With regard to weaknesses, he discussed today’s historically higher unemployment; social issues very similar to other western countries driven by the economy; unsustainable debt; weak economic growth; education; and revenue concentration (tourism and international business).

He said: “Bermuda’s current economy is a challenge and fallen on hard times. A lot of what the Government is doing is very helpful. Things are moving in the right direction, but things are still not close to what it was in 2006. And that is troubling. Economic decline in any country leads to all sorts of bad social issues. So it is good to see the Island starting to turn things around.

“But you do have this spectre of public debt. I think there is a lot of good news on future (infrastructure) development.

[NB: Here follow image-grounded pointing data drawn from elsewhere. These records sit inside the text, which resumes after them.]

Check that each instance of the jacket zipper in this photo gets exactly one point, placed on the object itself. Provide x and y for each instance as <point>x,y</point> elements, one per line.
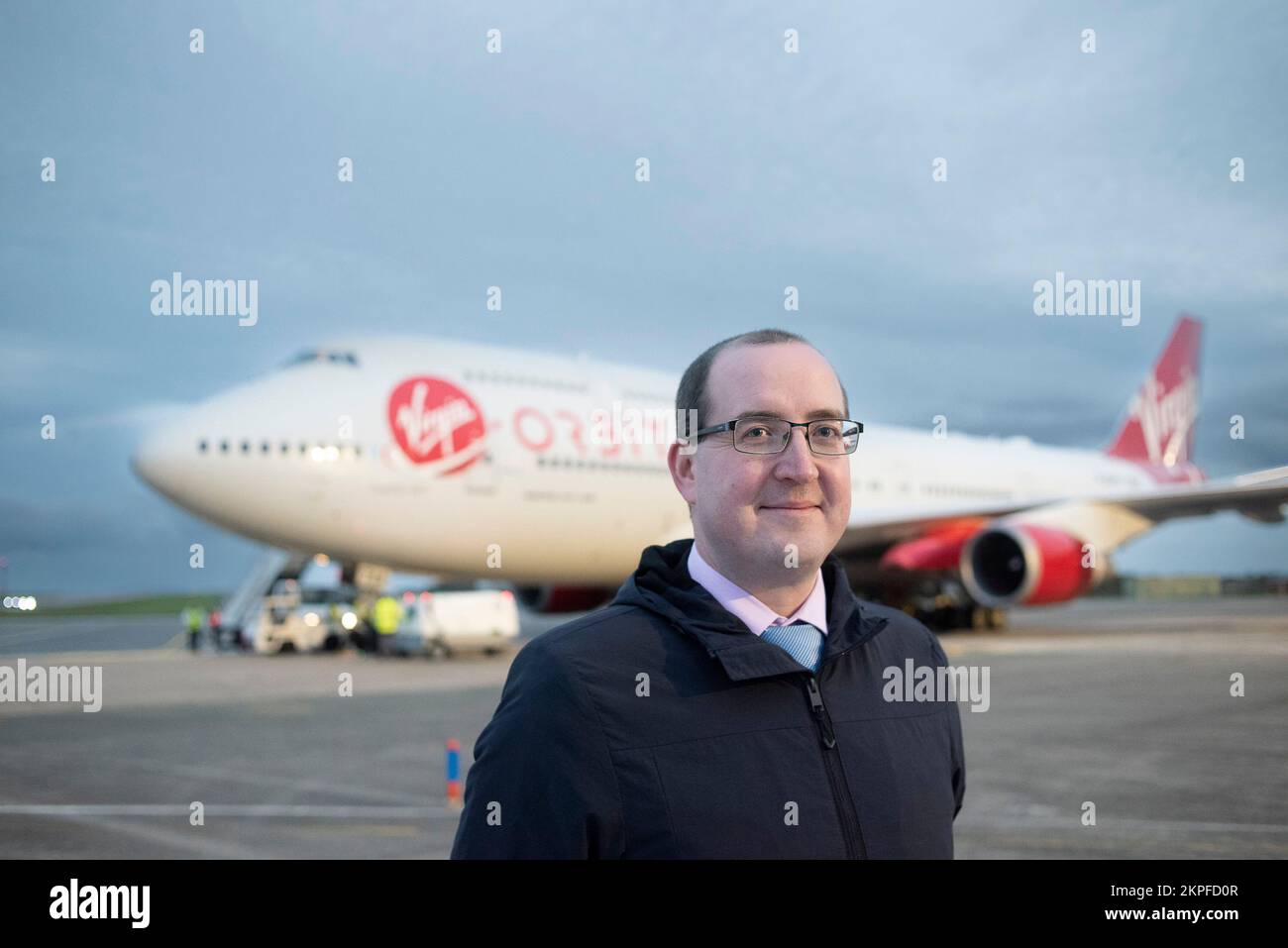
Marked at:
<point>845,809</point>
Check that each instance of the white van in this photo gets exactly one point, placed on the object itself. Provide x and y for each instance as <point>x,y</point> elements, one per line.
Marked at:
<point>458,617</point>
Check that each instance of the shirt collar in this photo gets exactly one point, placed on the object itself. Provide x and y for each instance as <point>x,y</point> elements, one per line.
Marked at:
<point>754,613</point>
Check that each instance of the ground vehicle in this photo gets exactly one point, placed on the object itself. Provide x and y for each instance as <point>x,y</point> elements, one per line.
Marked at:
<point>304,620</point>
<point>458,617</point>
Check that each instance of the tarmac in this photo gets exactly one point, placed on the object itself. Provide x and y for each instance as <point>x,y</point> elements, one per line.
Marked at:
<point>1122,704</point>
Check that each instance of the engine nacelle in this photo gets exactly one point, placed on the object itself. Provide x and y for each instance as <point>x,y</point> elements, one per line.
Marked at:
<point>555,599</point>
<point>1025,565</point>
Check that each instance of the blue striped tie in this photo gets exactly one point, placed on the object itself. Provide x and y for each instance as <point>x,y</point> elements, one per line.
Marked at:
<point>802,640</point>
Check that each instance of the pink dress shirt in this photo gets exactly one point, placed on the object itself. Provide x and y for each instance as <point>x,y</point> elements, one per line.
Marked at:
<point>751,610</point>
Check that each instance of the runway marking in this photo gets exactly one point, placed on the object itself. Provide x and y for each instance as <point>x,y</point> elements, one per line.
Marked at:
<point>254,810</point>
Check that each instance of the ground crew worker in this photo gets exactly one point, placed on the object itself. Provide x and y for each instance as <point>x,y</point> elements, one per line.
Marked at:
<point>191,617</point>
<point>385,618</point>
<point>217,630</point>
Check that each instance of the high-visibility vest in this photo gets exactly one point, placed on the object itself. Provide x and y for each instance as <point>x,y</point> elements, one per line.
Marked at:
<point>386,616</point>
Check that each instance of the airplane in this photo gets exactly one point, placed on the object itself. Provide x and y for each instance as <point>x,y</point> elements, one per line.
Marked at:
<point>481,462</point>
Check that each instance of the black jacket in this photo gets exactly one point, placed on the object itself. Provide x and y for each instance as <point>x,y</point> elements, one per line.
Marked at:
<point>660,727</point>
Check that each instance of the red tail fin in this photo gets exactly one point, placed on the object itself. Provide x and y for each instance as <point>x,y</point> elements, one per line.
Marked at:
<point>1159,427</point>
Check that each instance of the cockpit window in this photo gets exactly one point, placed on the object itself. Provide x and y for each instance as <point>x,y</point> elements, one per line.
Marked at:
<point>346,359</point>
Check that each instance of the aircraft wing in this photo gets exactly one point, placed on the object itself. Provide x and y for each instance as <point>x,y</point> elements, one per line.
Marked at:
<point>1107,519</point>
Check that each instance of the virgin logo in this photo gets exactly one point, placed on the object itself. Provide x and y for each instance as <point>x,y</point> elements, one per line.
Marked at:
<point>436,423</point>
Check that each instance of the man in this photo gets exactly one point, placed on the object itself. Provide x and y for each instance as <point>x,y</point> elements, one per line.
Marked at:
<point>729,700</point>
<point>385,617</point>
<point>191,617</point>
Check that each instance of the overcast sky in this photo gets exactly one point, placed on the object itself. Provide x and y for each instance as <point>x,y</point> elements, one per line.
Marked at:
<point>516,168</point>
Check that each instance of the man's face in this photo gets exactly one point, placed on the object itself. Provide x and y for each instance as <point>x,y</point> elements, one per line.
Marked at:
<point>738,497</point>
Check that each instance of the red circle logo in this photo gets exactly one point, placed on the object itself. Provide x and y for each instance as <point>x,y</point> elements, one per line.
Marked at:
<point>436,423</point>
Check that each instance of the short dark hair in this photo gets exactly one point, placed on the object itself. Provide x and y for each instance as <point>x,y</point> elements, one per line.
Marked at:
<point>692,391</point>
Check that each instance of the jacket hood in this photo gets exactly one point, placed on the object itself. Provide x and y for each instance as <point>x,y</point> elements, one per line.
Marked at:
<point>662,584</point>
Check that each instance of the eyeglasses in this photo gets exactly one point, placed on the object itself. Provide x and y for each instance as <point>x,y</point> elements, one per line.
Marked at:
<point>768,436</point>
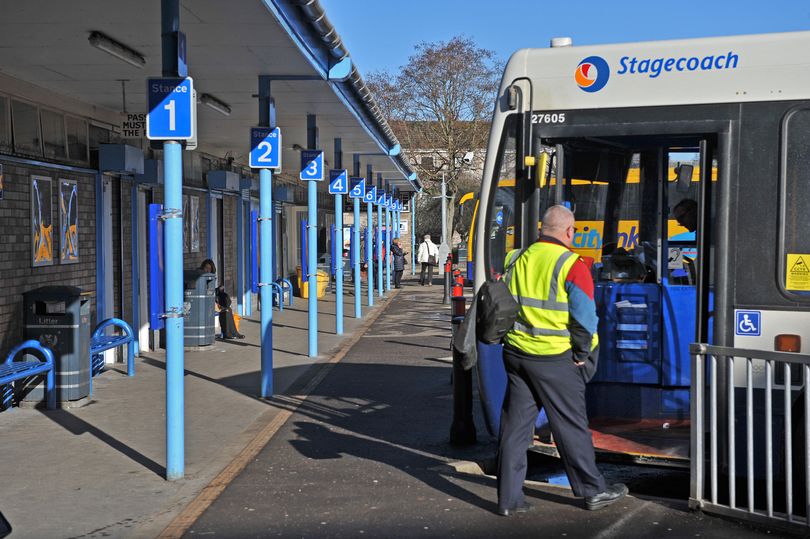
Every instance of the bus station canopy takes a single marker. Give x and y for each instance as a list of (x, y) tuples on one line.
[(229, 45)]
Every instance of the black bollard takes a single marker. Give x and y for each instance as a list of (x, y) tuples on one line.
[(462, 431)]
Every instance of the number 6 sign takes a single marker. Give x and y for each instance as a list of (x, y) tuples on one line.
[(265, 147)]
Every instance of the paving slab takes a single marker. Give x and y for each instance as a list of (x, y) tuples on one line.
[(98, 470)]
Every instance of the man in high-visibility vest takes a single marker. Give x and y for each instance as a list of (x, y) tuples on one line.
[(549, 355)]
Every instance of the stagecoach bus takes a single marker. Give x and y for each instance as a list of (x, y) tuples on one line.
[(622, 134)]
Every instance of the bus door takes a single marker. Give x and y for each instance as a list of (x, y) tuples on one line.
[(624, 192)]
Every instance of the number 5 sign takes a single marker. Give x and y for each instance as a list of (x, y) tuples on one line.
[(265, 147), (170, 105)]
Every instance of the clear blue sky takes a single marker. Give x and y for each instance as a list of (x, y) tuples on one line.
[(381, 34)]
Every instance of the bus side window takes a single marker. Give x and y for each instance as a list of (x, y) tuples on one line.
[(795, 207)]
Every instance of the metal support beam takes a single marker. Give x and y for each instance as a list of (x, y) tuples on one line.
[(173, 275), (387, 245), (358, 310), (379, 256), (267, 118), (240, 258), (369, 242), (413, 234), (312, 243), (339, 244)]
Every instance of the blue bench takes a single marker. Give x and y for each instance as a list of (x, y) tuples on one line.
[(15, 371), (101, 342)]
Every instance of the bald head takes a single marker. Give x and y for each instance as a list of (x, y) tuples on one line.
[(558, 222)]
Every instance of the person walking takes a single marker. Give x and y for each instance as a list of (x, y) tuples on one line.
[(549, 355), (428, 256), (399, 261)]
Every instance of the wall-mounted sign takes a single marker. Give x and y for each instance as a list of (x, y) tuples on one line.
[(68, 221), (134, 125)]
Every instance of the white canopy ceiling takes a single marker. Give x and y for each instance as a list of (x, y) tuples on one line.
[(230, 44)]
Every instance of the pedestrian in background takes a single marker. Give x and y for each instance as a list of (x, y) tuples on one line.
[(549, 355), (399, 261), (428, 256)]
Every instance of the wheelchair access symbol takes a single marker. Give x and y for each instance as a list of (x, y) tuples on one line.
[(748, 323)]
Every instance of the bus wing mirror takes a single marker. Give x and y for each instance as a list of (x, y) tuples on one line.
[(684, 178), (511, 98)]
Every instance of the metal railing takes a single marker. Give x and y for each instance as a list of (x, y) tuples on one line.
[(715, 441)]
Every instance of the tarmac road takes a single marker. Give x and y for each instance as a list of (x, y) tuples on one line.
[(366, 454)]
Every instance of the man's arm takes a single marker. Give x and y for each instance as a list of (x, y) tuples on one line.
[(582, 310)]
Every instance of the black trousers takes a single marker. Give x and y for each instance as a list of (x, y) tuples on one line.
[(426, 268), (557, 385)]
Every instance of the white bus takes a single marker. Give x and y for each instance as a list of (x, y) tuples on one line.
[(628, 131)]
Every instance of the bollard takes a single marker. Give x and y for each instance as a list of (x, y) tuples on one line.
[(448, 268), (462, 431)]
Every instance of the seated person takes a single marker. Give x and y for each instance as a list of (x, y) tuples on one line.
[(226, 321), (223, 301)]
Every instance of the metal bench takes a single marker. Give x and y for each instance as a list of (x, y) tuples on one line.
[(15, 371), (101, 342)]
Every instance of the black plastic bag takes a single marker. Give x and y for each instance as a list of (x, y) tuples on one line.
[(465, 340)]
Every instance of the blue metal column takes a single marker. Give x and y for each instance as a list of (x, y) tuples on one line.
[(369, 241), (173, 263), (312, 244), (358, 311), (338, 260), (136, 285), (173, 227), (413, 234), (248, 301), (267, 118), (240, 258), (379, 241), (387, 248), (369, 258)]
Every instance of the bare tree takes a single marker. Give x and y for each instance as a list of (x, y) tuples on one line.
[(440, 105)]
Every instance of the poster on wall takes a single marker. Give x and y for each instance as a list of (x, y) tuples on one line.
[(68, 221), (194, 217), (41, 221), (186, 227)]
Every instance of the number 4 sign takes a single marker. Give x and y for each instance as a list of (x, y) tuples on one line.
[(265, 147), (338, 182)]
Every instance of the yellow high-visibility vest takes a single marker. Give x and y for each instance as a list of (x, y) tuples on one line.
[(537, 281)]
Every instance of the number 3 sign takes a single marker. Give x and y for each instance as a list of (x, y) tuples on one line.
[(265, 147)]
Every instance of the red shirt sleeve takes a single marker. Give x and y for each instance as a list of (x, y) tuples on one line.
[(580, 275)]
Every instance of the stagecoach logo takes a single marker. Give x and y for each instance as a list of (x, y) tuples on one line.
[(592, 74)]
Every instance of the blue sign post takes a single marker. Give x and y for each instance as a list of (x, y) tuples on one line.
[(170, 117), (380, 200), (312, 165), (170, 102), (356, 192), (265, 154), (338, 186), (369, 197), (312, 171), (265, 147)]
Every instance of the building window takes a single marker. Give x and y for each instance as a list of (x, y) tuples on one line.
[(5, 125), (53, 134), (25, 122), (76, 138), (795, 204)]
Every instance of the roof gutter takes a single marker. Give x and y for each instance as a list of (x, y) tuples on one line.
[(350, 86)]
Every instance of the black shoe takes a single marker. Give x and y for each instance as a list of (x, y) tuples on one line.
[(522, 508), (614, 492)]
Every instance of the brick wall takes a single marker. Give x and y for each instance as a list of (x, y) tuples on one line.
[(18, 275)]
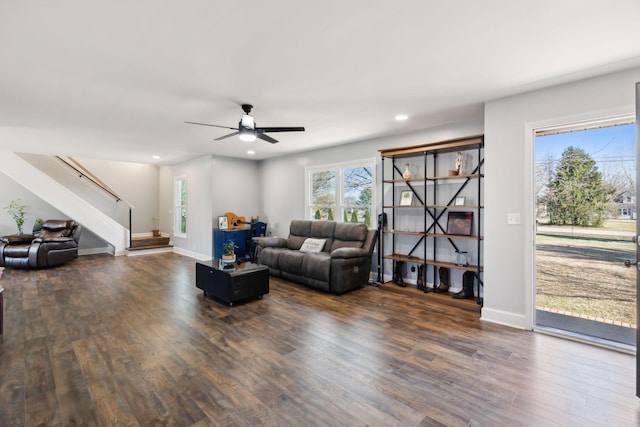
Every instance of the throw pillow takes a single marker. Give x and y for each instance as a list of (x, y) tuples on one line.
[(47, 234), (312, 245)]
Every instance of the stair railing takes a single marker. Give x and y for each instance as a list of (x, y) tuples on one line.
[(86, 174)]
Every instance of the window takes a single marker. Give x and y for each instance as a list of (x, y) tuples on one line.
[(180, 225), (342, 192)]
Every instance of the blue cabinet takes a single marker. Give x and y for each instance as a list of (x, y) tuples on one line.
[(238, 236)]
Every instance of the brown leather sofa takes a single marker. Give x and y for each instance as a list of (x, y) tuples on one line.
[(342, 264), (55, 244)]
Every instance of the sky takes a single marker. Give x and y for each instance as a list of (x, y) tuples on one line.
[(610, 147)]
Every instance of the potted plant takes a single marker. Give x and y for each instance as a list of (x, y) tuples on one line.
[(229, 248), (18, 212), (156, 230)]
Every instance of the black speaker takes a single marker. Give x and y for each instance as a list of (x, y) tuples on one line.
[(382, 221)]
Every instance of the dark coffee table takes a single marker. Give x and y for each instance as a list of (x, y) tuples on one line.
[(242, 281)]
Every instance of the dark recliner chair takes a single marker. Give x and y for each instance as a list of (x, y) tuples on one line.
[(55, 244)]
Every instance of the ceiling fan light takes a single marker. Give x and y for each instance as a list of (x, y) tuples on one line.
[(247, 137)]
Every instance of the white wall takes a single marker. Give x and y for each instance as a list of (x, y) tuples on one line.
[(235, 188), (509, 152), (198, 173), (137, 183), (215, 186), (38, 208), (282, 179)]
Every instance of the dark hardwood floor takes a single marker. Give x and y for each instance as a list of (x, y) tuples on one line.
[(131, 341)]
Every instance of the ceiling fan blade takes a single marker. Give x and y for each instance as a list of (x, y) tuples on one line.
[(207, 124), (227, 136), (281, 129), (264, 137)]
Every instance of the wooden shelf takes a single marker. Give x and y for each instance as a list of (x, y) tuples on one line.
[(442, 298), (437, 192), (418, 260)]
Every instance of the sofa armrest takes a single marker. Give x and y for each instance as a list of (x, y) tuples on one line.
[(271, 242), (347, 252)]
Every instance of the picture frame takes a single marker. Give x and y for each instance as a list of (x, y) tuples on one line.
[(406, 198), (223, 223), (459, 223)]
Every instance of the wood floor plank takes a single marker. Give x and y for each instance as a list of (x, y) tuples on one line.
[(131, 341)]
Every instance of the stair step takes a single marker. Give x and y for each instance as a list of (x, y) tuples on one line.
[(137, 242), (142, 248)]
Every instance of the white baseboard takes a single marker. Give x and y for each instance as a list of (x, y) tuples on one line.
[(190, 254), (505, 318), (92, 251)]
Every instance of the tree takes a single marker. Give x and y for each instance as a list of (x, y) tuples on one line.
[(367, 218), (577, 194)]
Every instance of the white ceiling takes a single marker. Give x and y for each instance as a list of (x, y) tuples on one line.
[(117, 79)]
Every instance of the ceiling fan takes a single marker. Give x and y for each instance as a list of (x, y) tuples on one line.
[(247, 130)]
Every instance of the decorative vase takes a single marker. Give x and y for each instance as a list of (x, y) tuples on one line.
[(461, 258), (229, 258), (407, 173)]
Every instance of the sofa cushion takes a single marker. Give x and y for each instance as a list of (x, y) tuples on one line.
[(291, 261), (317, 266), (270, 256), (312, 245), (349, 236), (323, 230), (299, 230)]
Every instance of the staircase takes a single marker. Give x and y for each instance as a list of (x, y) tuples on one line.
[(149, 244)]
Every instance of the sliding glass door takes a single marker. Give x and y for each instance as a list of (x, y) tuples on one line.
[(586, 226)]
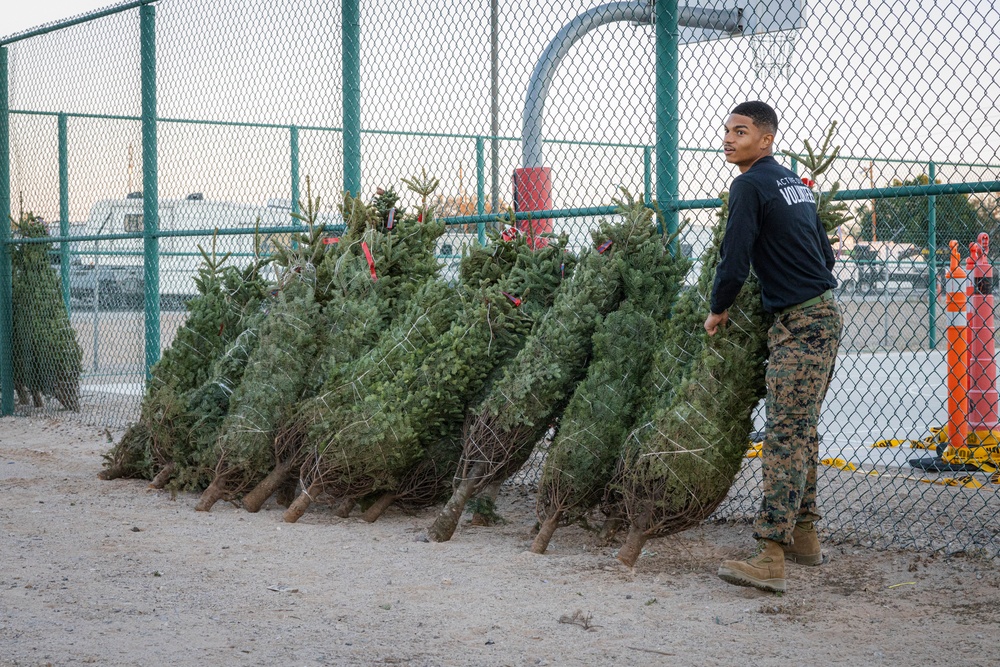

It is unfortunate that the country rating has been recently downgraded.”

With regard to opportunities, he discussed the continued complacency of large western economies; recommendations from the SAGE Report to pursue other lines of business; continued innovation in insurance/reinsurance; and, developing alternative, creative industries.

The ability of the Bermuda regulatory environment to accept new companies (after events such as the World Trade Center attacks and the Katrina/Rita/Wilma hurricanes), particularly when the market most needed them, he remarked, was of tremendous benefit. “And Bermuda was more a partner than anything else,” he said.

Mr Ward noted how the Bermuda Monetary Authority (BMA) faced European Union demands for new challenging solvency rules, “but came up with a solution to the bureaucratic regulations.

“The BMA came up with a solution that would gain acceptance in the pedantic structure from Europe — a solution that would be effective but still be business friendly enough.

“I think they really have come up with something that makes a lot of sense. The BMA has done a super job. Bermuda has a lot going for it with respect to regulation. And there’s balance in the tax, legal and regulatory environment.”